How do you feel about the subgenres back then versus now?
Well I really don’t read subgenres at all in drum & bass, no matter what the time period. I mean how can you divide up a genre that’s already so small? The culture existed then as it does now that I just don’t understand the subgenre elitism, looking down your nose at another genre when it’s really all one sound. I mean if a jump up tune’s got really popular and you hear it at a rave and everyone’s singing it, how can that be a bad thing? To me it’s all just good music as long as it’s done well. I can’t think of one drum & bass artist that, if they sent me a track that was a different sound from what they’d done before, I wouldn’t listen to it and it’s simply because I love drum & bass. All that matters is if it’s a good tune, and that’s it.
Well said sir! So looking back at the album, it sounds like with going through all the DAT tapes and music with DJ Harmony, you started to rediscover the sound that you love. That really comes through on Full Circle: it sounds like what you wrote what you love.
Yeah it was that and then going to play at this club in London called Rupture and the vibes were just mad. The vibe and being able to play those Deep Jungle tracks that were from the 90s and still tear the roof off, it just made me think: ok, this feels right again. And that’s what really inspired me. So with this album I decided to really just clear my head of everything that had happened before and do it on my own. I couldn’t get hung up on the mixdowns or have anyone else engineer it. For me, for it to really come from my soul and to feel it, I had to be doing it all myself. You have to feel comfortable with what you’re doing and trust your instincts.

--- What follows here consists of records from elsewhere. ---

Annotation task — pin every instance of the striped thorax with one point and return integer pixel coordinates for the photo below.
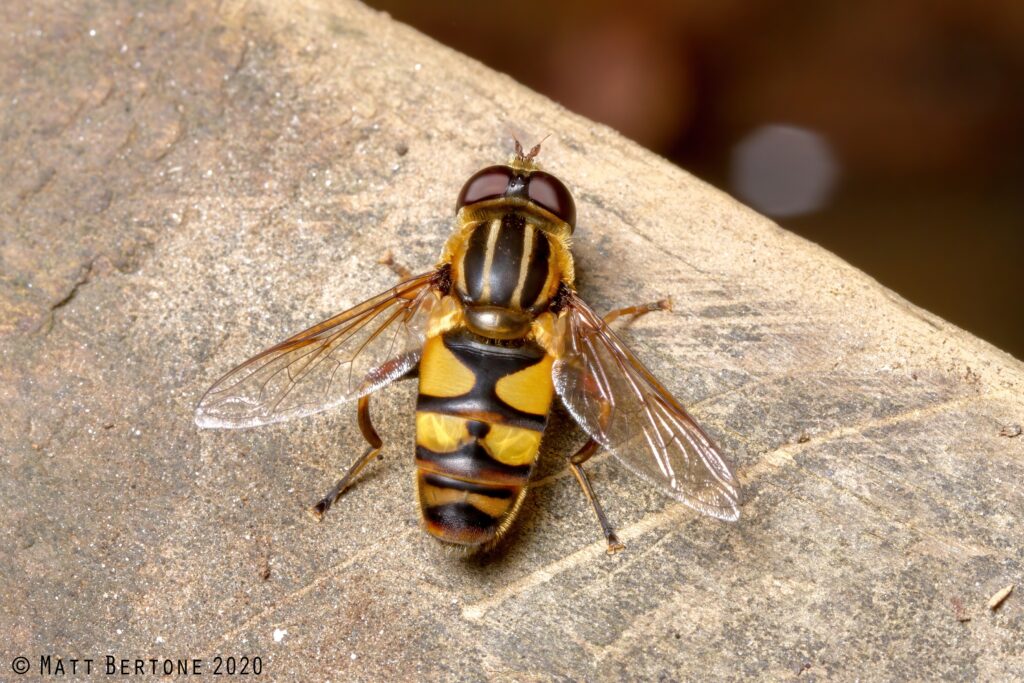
(485, 385)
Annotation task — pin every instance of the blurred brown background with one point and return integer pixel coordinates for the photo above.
(890, 133)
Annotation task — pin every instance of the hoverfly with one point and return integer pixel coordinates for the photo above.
(494, 332)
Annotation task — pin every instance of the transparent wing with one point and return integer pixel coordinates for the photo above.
(626, 410)
(344, 357)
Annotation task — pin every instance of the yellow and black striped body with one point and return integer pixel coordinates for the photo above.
(485, 386)
(480, 414)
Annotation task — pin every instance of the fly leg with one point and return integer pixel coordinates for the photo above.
(374, 439)
(369, 433)
(576, 464)
(637, 311)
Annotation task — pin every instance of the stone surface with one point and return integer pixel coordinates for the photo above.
(184, 183)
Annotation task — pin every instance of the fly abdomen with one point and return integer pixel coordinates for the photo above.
(505, 274)
(480, 414)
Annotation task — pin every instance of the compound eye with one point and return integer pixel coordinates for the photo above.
(548, 191)
(488, 183)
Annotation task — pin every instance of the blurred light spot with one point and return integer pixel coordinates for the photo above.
(784, 170)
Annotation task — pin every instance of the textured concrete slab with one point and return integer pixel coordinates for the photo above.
(184, 183)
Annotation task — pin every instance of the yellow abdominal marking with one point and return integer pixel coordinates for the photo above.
(444, 433)
(440, 372)
(440, 433)
(528, 390)
(512, 445)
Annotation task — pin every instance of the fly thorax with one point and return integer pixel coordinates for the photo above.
(505, 275)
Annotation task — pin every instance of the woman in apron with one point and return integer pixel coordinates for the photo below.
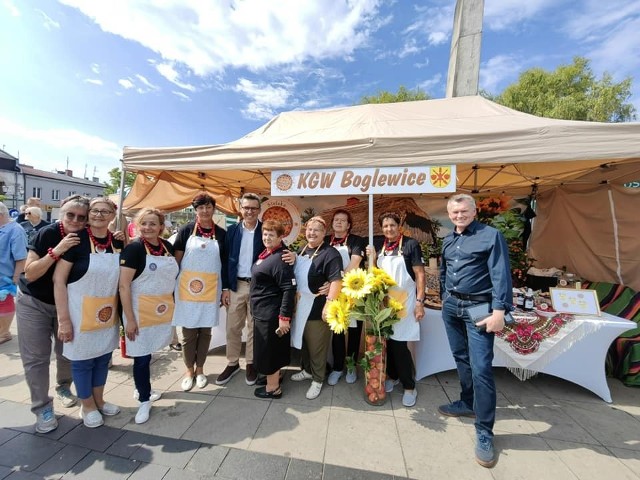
(85, 286)
(199, 252)
(273, 293)
(36, 313)
(317, 263)
(352, 251)
(148, 274)
(401, 258)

To listen to something and say, “Right, that’s it, I’m going to stop there and I’m not going to keep pushing it.” If I like the way it sounds, then that’s it.
So how did that passion translate into the process of writing tunes?

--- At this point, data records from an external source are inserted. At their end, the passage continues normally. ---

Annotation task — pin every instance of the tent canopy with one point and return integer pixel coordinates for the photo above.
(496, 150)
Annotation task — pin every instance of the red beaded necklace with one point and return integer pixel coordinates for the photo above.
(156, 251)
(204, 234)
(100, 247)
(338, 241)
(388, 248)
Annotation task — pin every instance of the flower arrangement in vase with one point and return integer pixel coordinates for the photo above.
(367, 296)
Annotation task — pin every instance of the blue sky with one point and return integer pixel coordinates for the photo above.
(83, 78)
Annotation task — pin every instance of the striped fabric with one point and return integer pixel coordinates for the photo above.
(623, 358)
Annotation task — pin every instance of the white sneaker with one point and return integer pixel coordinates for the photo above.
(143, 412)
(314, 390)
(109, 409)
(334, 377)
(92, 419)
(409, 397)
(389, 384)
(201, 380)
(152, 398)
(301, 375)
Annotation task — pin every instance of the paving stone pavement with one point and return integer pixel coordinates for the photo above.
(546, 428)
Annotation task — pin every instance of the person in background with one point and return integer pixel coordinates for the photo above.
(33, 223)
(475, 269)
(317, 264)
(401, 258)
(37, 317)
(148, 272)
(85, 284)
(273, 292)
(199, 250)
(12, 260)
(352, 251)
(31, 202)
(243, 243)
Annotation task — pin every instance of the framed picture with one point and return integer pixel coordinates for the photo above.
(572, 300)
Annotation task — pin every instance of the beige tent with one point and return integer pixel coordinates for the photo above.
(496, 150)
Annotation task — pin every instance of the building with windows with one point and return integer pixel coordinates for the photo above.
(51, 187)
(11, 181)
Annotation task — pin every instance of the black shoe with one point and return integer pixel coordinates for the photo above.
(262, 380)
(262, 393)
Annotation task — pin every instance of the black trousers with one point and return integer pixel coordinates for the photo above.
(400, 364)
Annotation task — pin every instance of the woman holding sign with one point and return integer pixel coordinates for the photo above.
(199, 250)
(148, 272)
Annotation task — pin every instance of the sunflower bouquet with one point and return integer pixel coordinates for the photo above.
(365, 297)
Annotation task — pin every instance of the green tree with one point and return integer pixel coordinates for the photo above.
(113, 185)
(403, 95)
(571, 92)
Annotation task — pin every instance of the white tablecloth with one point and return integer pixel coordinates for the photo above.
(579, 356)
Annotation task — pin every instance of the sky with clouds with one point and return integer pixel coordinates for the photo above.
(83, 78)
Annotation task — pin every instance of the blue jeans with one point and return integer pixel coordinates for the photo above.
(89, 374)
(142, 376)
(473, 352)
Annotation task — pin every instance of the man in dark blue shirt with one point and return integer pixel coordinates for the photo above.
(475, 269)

It all happened really fast. I didn’t struggle with any tracks, which for me that has never been my process. I didn’t agonize on the mixdowns or the editing…with this album, every track was made within four or five hours. I’d get an idea and in those four or five hours I just felt blessed creatively. It sounds strange but that’s how it felt. Then I’d put it down with the thought that it was just an initial idea. I’d wake up in the morning thinking I’d have to spend a week or so tweaking it but when I listened back I really didn’t find anything I felt I had to change. I just kept thinking, “It sounds right to me, I trust the monitors that I’m hearing it accurately, and I just trust myself.” And this album isn’t even all the tracks. I wrote 20 or 30 tracks that way so what’s being released, I just picked what seemed to go together well. There’s a whole second album ready to go from these sessions.

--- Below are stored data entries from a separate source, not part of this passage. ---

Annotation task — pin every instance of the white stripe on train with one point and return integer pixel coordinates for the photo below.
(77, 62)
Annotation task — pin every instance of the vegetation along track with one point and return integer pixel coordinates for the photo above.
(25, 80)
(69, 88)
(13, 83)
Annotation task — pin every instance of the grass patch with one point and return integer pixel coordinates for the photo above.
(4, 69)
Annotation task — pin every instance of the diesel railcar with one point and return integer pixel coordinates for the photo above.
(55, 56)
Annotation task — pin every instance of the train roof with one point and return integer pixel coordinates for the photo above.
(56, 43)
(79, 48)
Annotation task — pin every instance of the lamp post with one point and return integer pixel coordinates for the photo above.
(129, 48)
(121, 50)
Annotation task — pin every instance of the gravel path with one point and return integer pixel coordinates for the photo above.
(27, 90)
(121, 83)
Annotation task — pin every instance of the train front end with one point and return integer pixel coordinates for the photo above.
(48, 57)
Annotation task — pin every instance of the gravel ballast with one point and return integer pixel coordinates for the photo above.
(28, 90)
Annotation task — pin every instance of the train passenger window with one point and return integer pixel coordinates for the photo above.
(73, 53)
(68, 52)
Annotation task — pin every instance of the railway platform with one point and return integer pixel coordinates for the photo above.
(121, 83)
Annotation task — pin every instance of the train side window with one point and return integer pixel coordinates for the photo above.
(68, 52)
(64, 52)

When I went to make this album, I mean it wasn’t conscious, but I felt like I wanted to make something as far from everything that’s going on in the scene around me as I could. It’s really an album for me at the end of the day. I didn’t make it to get bookings or get a tour or on Radio 1. It’s an album that’s from my heart. But from that, I’ve had the biggest response to this album of any music I’ve ever made.
It sounds like a really amazing journey. So now the album is out, do you have any tours or shows planned around the release? Any plans to come to the US?
Yeah, I’ve got gigs set up in Europe soon and quite a few in London as well. I’m looking forward to getting back out there again and yes I’m working on putting something together with coming back to the US. I’d love to come play for Bassrush as well!